Dutton's dob-in law
Friday, April 12, 2019
Justinian in Home Affairs, Peach Melba, Secrecy, Visa applicants

Peach Melba gets her head around the government's secrecy certificates ... Visa applicants not supposed to know what the government knows ... Procedural fairness ... Secret evidence ... Material and immaterial obligations to disclose ... Public interest ... AAT ... Groping for successful outcomes 

The Minister for Home Affairs has the power to issue a certificate which prevents or limits the Administrative Appeals Tribunal from disclosing any matters in a document, or disclosing information to an applicant challenging a decision before the tribunal. 

In effect, the tribunal can consider material relevant to the applicant's case, without revealing the content of this material to the applicant. 

In the context of visa applications, undisclosed material can include unsubstantiated "dob-in" letters provided to the government, notes from the immigration file, and police records. 

"Secrecy certificates" can only be issued by the federal government on two grounds: if disclosing the information to the applicant would be against the public interest, or if the information or document was given in confidence. 

Barrister Adam McBeth estimated that in 2017, there were almost 500 cases in which a certificate had been issued but not disclosed to the applicant.

Under the law, the AAT is obliged to advise applicants that a certificate has been issued. The Federal Court confirmed in two decisions in 2016 that failure to disclose the existence of a certificate was a denial of procedural fairness.  

In MZAFZ, the applicant was not told by the tribunal that part of the evidence before it was information received by the Department of Border Protection from a third party. 

The third party alleged that that the applicant's claims about her religious beliefs, which were pertinent to her application for a protection visa, were false. 

If the existence of this dob-in material is not disclosed to the applicant, they are unable to make submissions regarding the tribunal's discretion to disclose the information.
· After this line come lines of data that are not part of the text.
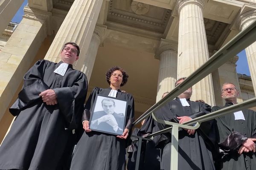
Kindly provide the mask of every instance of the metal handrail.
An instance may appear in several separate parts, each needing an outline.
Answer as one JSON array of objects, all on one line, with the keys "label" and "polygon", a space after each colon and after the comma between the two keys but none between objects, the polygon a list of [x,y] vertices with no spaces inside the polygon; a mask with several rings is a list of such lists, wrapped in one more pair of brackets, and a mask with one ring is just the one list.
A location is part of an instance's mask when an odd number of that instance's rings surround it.
[{"label": "metal handrail", "polygon": [[213,54],[166,96],[157,102],[134,121],[135,125],[147,118],[160,106],[172,100],[189,88],[215,70],[240,51],[256,40],[256,21],[238,34]]}]

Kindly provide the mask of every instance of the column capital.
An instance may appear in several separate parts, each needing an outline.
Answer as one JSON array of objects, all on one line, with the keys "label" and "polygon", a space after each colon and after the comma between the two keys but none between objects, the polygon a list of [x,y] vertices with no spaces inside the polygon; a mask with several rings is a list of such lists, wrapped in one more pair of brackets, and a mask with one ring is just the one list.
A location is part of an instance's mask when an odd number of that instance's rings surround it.
[{"label": "column capital", "polygon": [[100,44],[99,45],[103,47],[104,45],[105,38],[107,34],[107,30],[108,27],[104,25],[97,24],[95,26],[93,33],[96,34],[99,36],[100,40]]},{"label": "column capital", "polygon": [[180,9],[189,3],[197,3],[201,6],[203,9],[206,2],[205,0],[178,0],[176,5],[178,13],[180,13]]},{"label": "column capital", "polygon": [[[28,6],[24,7],[24,18],[39,21],[43,21],[45,31],[45,37],[47,34],[51,35],[52,13],[45,11],[37,9]],[[47,34],[46,34],[47,33]]]},{"label": "column capital", "polygon": [[177,54],[178,43],[174,41],[161,39],[160,44],[155,55],[155,58],[160,60],[161,54],[167,51],[171,51]]},{"label": "column capital", "polygon": [[249,10],[243,12],[242,10],[241,14],[239,15],[236,19],[236,26],[240,31],[242,30],[245,23],[251,20],[256,20],[256,9],[251,8]]},{"label": "column capital", "polygon": [[230,58],[227,62],[227,63],[236,64],[238,60],[239,57],[237,56],[235,56]]}]

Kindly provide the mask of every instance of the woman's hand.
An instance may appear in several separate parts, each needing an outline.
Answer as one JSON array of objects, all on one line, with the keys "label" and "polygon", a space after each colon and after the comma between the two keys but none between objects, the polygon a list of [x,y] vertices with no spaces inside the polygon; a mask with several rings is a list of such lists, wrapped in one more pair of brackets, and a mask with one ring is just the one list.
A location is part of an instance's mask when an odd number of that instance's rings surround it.
[{"label": "woman's hand", "polygon": [[85,120],[83,122],[83,128],[85,130],[85,132],[90,132],[92,131],[92,130],[90,129],[89,121],[88,120]]},{"label": "woman's hand", "polygon": [[123,133],[122,136],[117,136],[116,137],[120,139],[126,139],[128,136],[128,135],[129,134],[129,129],[127,128],[125,129],[125,130],[124,131],[124,133]]}]

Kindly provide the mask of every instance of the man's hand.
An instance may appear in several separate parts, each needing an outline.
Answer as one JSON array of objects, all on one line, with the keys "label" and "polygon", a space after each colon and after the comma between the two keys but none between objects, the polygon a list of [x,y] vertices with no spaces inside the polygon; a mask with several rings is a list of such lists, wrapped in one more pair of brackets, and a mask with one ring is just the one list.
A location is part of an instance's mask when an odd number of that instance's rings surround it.
[{"label": "man's hand", "polygon": [[52,89],[48,89],[42,91],[39,96],[42,97],[43,102],[46,102],[47,105],[54,105],[58,103],[57,96]]},{"label": "man's hand", "polygon": [[83,128],[84,130],[85,130],[85,132],[91,132],[92,130],[90,129],[90,127],[89,126],[89,121],[88,120],[85,120],[83,122]]},{"label": "man's hand", "polygon": [[241,145],[241,146],[240,146],[240,148],[239,148],[238,152],[238,153],[241,155],[243,153],[243,152],[248,153],[249,151],[250,151],[249,149],[247,149],[245,146]]},{"label": "man's hand", "polygon": [[177,117],[177,119],[180,120],[180,121],[179,121],[179,123],[180,124],[192,120],[192,118],[189,116]]},{"label": "man's hand", "polygon": [[57,99],[53,100],[52,102],[46,102],[46,104],[47,105],[55,105],[58,104],[58,101]]},{"label": "man's hand", "polygon": [[255,144],[254,142],[256,141],[256,139],[248,138],[245,142],[243,143],[242,145],[250,151],[255,152]]},{"label": "man's hand", "polygon": [[124,133],[123,133],[122,136],[117,136],[116,137],[120,139],[126,139],[128,136],[128,135],[129,134],[129,129],[127,128],[125,129],[125,130],[124,130]]},{"label": "man's hand", "polygon": [[[179,123],[180,124],[192,120],[192,118],[189,116],[177,117],[177,119],[180,120],[179,121]],[[189,135],[193,135],[195,132],[195,130],[187,129],[184,129],[184,130],[187,130],[188,133],[189,133]]]}]

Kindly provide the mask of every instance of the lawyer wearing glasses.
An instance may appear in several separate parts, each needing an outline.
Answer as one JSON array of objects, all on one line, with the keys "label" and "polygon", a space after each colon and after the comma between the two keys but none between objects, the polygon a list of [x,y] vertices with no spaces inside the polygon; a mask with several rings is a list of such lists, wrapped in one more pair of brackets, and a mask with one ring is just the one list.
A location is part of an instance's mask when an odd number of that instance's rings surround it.
[{"label": "lawyer wearing glasses", "polygon": [[[134,109],[132,96],[121,91],[120,88],[127,82],[128,77],[123,69],[117,66],[112,67],[106,74],[106,79],[110,87],[105,89],[96,87],[91,93],[86,102],[82,118],[85,131],[74,151],[70,170],[125,169],[125,147],[129,132],[134,122]],[[90,129],[90,114],[87,113],[92,111],[97,94],[127,102],[125,114],[126,121],[122,136]]]}]

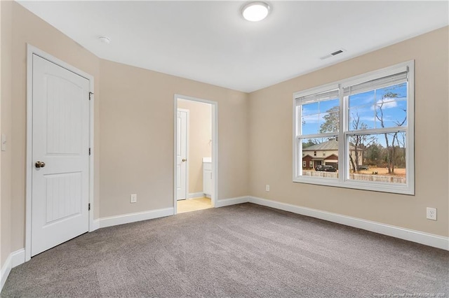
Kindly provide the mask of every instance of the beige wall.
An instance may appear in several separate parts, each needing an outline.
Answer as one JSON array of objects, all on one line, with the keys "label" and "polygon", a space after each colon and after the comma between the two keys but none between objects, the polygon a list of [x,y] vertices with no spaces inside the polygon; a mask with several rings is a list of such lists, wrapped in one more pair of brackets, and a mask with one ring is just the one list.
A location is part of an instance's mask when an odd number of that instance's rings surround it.
[{"label": "beige wall", "polygon": [[212,156],[212,105],[178,100],[189,110],[189,193],[203,192],[203,157]]},{"label": "beige wall", "polygon": [[248,194],[246,93],[107,60],[100,69],[100,217],[173,206],[175,94],[218,103],[217,197]]},{"label": "beige wall", "polygon": [[[251,93],[250,194],[448,236],[448,35],[445,27]],[[410,59],[415,60],[416,195],[293,183],[293,93]],[[438,154],[429,154],[429,148]],[[426,207],[438,209],[437,221],[426,219]]]},{"label": "beige wall", "polygon": [[3,266],[11,252],[11,76],[12,65],[11,44],[12,44],[12,24],[11,8],[12,2],[1,1],[1,83],[0,85],[1,101],[1,134],[7,137],[7,150],[1,151],[0,171],[1,171],[1,183],[0,185],[0,204],[1,208],[0,213],[0,235],[1,241],[0,248],[0,266]]},{"label": "beige wall", "polygon": [[[8,172],[11,176],[2,175],[2,184],[6,184],[4,192],[7,192],[8,177],[11,178],[11,195],[6,199],[11,202],[11,216],[13,235],[11,246],[11,251],[22,248],[25,246],[25,162],[26,162],[26,111],[27,111],[27,43],[37,47],[50,55],[60,59],[92,76],[95,80],[95,103],[94,107],[95,122],[94,154],[98,157],[100,135],[99,117],[99,59],[82,48],[78,43],[69,38],[54,27],[43,22],[41,19],[31,13],[20,4],[12,3],[12,55],[2,59],[2,62],[11,61],[12,63],[12,93],[11,96],[2,94],[2,106],[8,111],[2,109],[2,122],[5,117],[6,125],[11,126],[11,133],[8,139],[8,150],[11,155],[11,163],[2,161],[2,171]],[[4,45],[2,45],[3,47]],[[2,69],[4,67],[2,67]],[[10,106],[11,108],[8,108]],[[3,123],[2,123],[3,125]],[[3,126],[3,125],[2,125]],[[3,157],[2,152],[2,157]],[[13,166],[11,166],[13,165]],[[95,164],[95,206],[99,201],[99,159]],[[3,187],[2,187],[2,190]],[[4,193],[2,193],[3,197]],[[2,211],[4,210],[2,204]],[[95,210],[95,216],[98,217],[98,210]],[[6,253],[9,253],[6,252]]]},{"label": "beige wall", "polygon": [[[27,43],[95,78],[95,218],[173,206],[180,94],[218,103],[218,199],[250,194],[448,236],[448,27],[248,95],[98,59],[15,2],[1,1],[1,125],[8,140],[0,159],[1,265],[25,243]],[[293,183],[292,94],[413,59],[416,195]],[[429,146],[438,154],[427,154]],[[438,208],[438,221],[425,219],[427,206]]]}]

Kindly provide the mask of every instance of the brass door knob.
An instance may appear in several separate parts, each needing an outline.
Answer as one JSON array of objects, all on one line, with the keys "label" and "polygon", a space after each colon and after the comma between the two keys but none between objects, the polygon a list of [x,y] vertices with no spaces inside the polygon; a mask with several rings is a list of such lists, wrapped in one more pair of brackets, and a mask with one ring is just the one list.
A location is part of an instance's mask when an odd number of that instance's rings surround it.
[{"label": "brass door knob", "polygon": [[34,164],[34,166],[37,168],[43,168],[45,166],[45,162],[36,162],[36,164]]}]

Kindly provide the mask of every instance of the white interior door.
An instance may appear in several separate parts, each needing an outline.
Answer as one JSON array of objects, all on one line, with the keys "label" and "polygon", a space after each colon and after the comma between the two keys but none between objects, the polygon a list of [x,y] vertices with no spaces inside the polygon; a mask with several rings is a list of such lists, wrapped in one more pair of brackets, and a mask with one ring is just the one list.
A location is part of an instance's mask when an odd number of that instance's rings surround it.
[{"label": "white interior door", "polygon": [[187,118],[189,111],[177,110],[177,141],[176,148],[176,199],[187,197]]},{"label": "white interior door", "polygon": [[36,55],[32,256],[88,230],[89,80]]}]

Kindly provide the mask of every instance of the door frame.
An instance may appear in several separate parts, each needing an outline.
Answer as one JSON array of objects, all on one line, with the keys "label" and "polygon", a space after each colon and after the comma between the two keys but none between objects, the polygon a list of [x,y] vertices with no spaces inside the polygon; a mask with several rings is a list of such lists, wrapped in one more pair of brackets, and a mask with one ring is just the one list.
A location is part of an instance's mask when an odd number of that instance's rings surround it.
[{"label": "door frame", "polygon": [[[177,145],[177,100],[185,99],[192,101],[196,101],[203,104],[209,104],[212,106],[212,195],[210,201],[213,207],[217,206],[218,199],[218,103],[208,99],[203,99],[196,97],[187,97],[175,94],[173,97],[173,215],[177,213],[177,200],[176,196],[176,185],[177,184],[177,177],[176,175],[176,148]],[[187,172],[187,176],[189,173]],[[187,190],[188,193],[188,190]]]},{"label": "door frame", "polygon": [[91,93],[89,101],[89,148],[91,155],[89,155],[89,198],[91,210],[88,215],[89,230],[92,232],[95,229],[93,220],[93,106],[94,106],[94,81],[93,76],[78,69],[69,64],[60,60],[51,55],[39,50],[39,48],[27,43],[27,166],[26,166],[26,202],[25,202],[25,262],[31,260],[31,242],[32,242],[32,133],[33,133],[33,92],[32,92],[32,78],[33,78],[33,55],[39,56],[55,64],[72,71],[89,80],[89,92]]},{"label": "door frame", "polygon": [[[181,111],[185,113],[185,155],[186,159],[187,159],[185,164],[185,199],[189,199],[189,161],[190,160],[190,159],[189,158],[189,147],[190,144],[190,136],[189,134],[189,129],[190,128],[190,111],[185,108],[177,108],[176,111],[177,112]],[[176,114],[176,118],[177,118],[177,113]],[[177,129],[177,125],[176,126],[176,128]],[[177,134],[177,129],[176,130],[176,133]],[[177,138],[176,139],[176,140],[177,141]],[[176,163],[177,163],[177,161],[176,162]],[[175,187],[176,187],[176,185],[175,185]],[[176,201],[177,201],[177,190],[176,190]]]}]

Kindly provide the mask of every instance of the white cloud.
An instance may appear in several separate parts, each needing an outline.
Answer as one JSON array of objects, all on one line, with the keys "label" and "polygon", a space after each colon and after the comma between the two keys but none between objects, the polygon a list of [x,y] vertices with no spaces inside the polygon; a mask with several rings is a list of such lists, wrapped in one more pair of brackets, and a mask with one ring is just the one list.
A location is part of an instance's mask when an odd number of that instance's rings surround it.
[{"label": "white cloud", "polygon": [[[379,99],[377,102],[376,102],[376,107],[380,108],[381,106],[382,109],[396,108],[398,106],[398,101],[396,99],[386,97],[382,99]],[[374,108],[374,107],[373,107],[373,108]]]}]

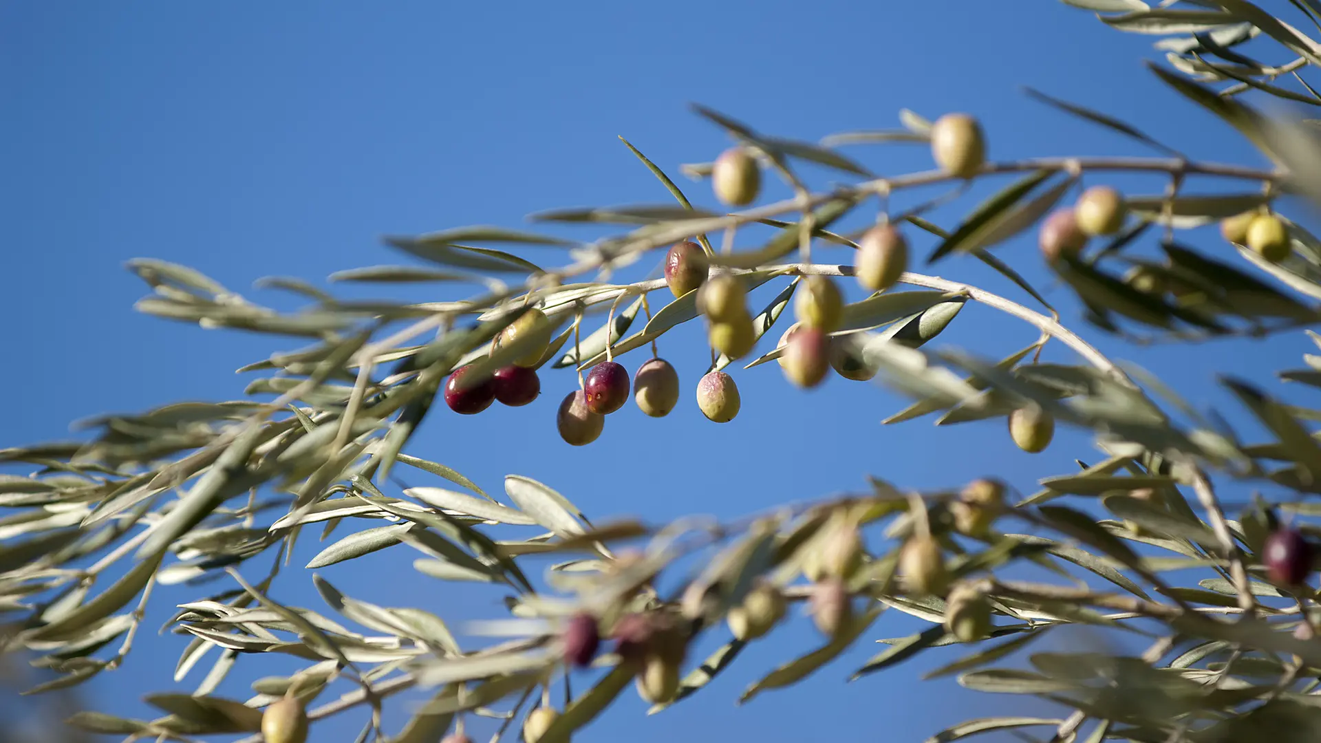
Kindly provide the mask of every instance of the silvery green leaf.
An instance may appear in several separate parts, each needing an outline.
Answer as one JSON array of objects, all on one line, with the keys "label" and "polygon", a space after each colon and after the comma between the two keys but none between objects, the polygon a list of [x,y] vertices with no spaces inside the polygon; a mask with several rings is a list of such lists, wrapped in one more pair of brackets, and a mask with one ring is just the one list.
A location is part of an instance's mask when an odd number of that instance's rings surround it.
[{"label": "silvery green leaf", "polygon": [[461,514],[476,516],[477,518],[485,521],[517,524],[523,526],[536,524],[532,517],[526,513],[520,513],[517,509],[465,493],[446,490],[444,488],[408,488],[404,493],[423,501],[427,505],[444,510],[458,512]]},{"label": "silvery green leaf", "polygon": [[[624,337],[624,333],[629,331],[629,327],[633,325],[633,319],[638,316],[639,309],[642,309],[642,297],[635,299],[627,308],[616,312],[613,323],[609,325],[601,325],[593,331],[592,334],[581,338],[576,350],[569,349],[569,352],[551,368],[563,369],[565,366],[575,366],[577,365],[580,354],[581,358],[596,358],[597,356],[605,353],[606,342],[612,346],[618,342],[618,340]],[[568,342],[565,342],[565,345],[568,345]]]},{"label": "silvery green leaf", "polygon": [[610,669],[610,673],[597,681],[596,686],[569,702],[564,713],[538,738],[538,743],[567,743],[569,734],[601,714],[627,686],[634,674],[635,670],[627,664],[620,664]]},{"label": "silvery green leaf", "polygon": [[583,525],[565,508],[568,501],[564,496],[560,496],[536,480],[520,475],[507,475],[505,477],[505,493],[532,517],[536,524],[546,526],[556,537],[569,538],[583,533]]},{"label": "silvery green leaf", "polygon": [[760,681],[749,686],[746,690],[744,690],[742,695],[738,697],[738,703],[740,705],[746,703],[753,697],[768,689],[782,689],[791,684],[797,684],[798,681],[802,681],[820,666],[835,660],[836,656],[839,656],[841,652],[844,652],[844,649],[852,645],[853,640],[857,640],[857,637],[868,627],[872,625],[872,621],[875,621],[876,617],[880,616],[881,611],[882,611],[881,607],[872,606],[867,609],[865,613],[855,616],[852,624],[849,624],[847,628],[843,628],[839,636],[827,645],[824,645],[823,648],[812,650],[811,653],[807,653],[806,656],[802,656],[798,660],[790,661],[777,668],[775,670],[768,673]]}]

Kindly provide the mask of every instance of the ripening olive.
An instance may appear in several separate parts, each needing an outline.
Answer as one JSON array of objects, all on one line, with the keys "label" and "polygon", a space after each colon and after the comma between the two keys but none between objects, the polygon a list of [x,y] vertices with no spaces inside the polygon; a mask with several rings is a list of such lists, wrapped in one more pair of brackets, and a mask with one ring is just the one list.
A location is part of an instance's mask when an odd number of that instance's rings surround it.
[{"label": "ripening olive", "polygon": [[731,206],[746,206],[761,190],[757,160],[742,147],[732,147],[716,157],[711,168],[711,188],[716,198]]},{"label": "ripening olive", "polygon": [[946,114],[931,126],[931,157],[946,173],[971,178],[985,163],[982,124],[967,114]]}]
Justice Beach observed that there could be cases where only the applicant's knowledge could contextualise whether the material covered by the certificate was prejudicial or advantageous.

Justice Beach found that procedural fairness required the tribunal to have disclosed the existence of the certificate, given the applicant the opportunity to make submissions on the validity of such a certificate, disclosed the extent to which the tribunal was going to take into account information covered by the certificate and whether the information was favourable, unfavourable or neutral to the application. 

It may even require the applicant to be given the opportunity to make submissions on the tribunal's discretion to disclose the material covered by the certificate.

In Singh, the court observed that it would be possible in many cases to meet these procedural fairness requirements without compromising the secrecy requirements of a certificate. 

Their Honours Kenny, Perram and Mortimer said: 

"The fact is the existence of the certificate has an immediate and adverse impact on an applicant's entitlement to participate in the hearing." 

According to Victoria Legal Aid, following MZAFZ and Singh, the government then took a different approach to litigation for non-disclosure of certificates. 

It argued that the courts should hypothesise about whether it would have made a difference if the applicant had been told about the existence of the certificate and potentially about the information it disclosed.

Victoria Legal Aid represented in the High Court an Iranian asylum seeker (referred to as CZQ15) to test whether the materiality of the information covered by the certificate is relevant to the lawfulness of failing to disclose its existence. 

In mid-February, the High Court delivered its judgment

CQZ15 had applied to the tribunal for review of the department's decision in 2014 to refuse his application for a protection visa. The tribunal had received material covered by a certificate on public interest grounds. 

The material "contained specific information relating to the department's 'document examination process and internal workings'." The tribunal later received a notification from the department that the information was given in confidence and that there was a discretion not to disclose it. 

The tribunal affirmed the department's refusal, and the applicant sought judicial review at the Federal Circuit Court, where the minister conceded that the certificate was invalid but that the notification was valid. 

He sought to tender an affidavit that the documents which were the subject of the certificate and the notification had not affected the tribunal's decision. The FCC found that such an affidavit was not admissible, a decision which the minister appealed. 

The Full Federal Court found that it was open to the minister to argue that even though the tribunal had not disclosed the existence of the certificate and the notification, there was no breach of procedural fairness because the material was irrelevant to the issues to be decided.

The High Court upheld the Full Federal Court's finding. Unanimously, they thought that notification to the tribunal that information was given in confidence triggers an obligation of procedural fairness to disclose to the applicant that such a notification exists. However, the majority also found: 

"Breach of that obligation of procedural fairness constitutes jurisdictional error on the part of the tribunal if, and only if, the breach is material. The breach is material if it operates to deny the applicant an opportunity to give evidence or make arguments to the tribunal and thereby to deprive the applicant of the possibility of a successful outcome."  

The High Court's decision means that breaches of procedural fairness with regards to the use of secrecy certificates by the AAT will not always render the AAT decision unlawful.

This seems to be consistent with the principle that breach of the fair hearing rule will not amount to jurisdictional error and therefore void the decision where the breach does not affect the outcome.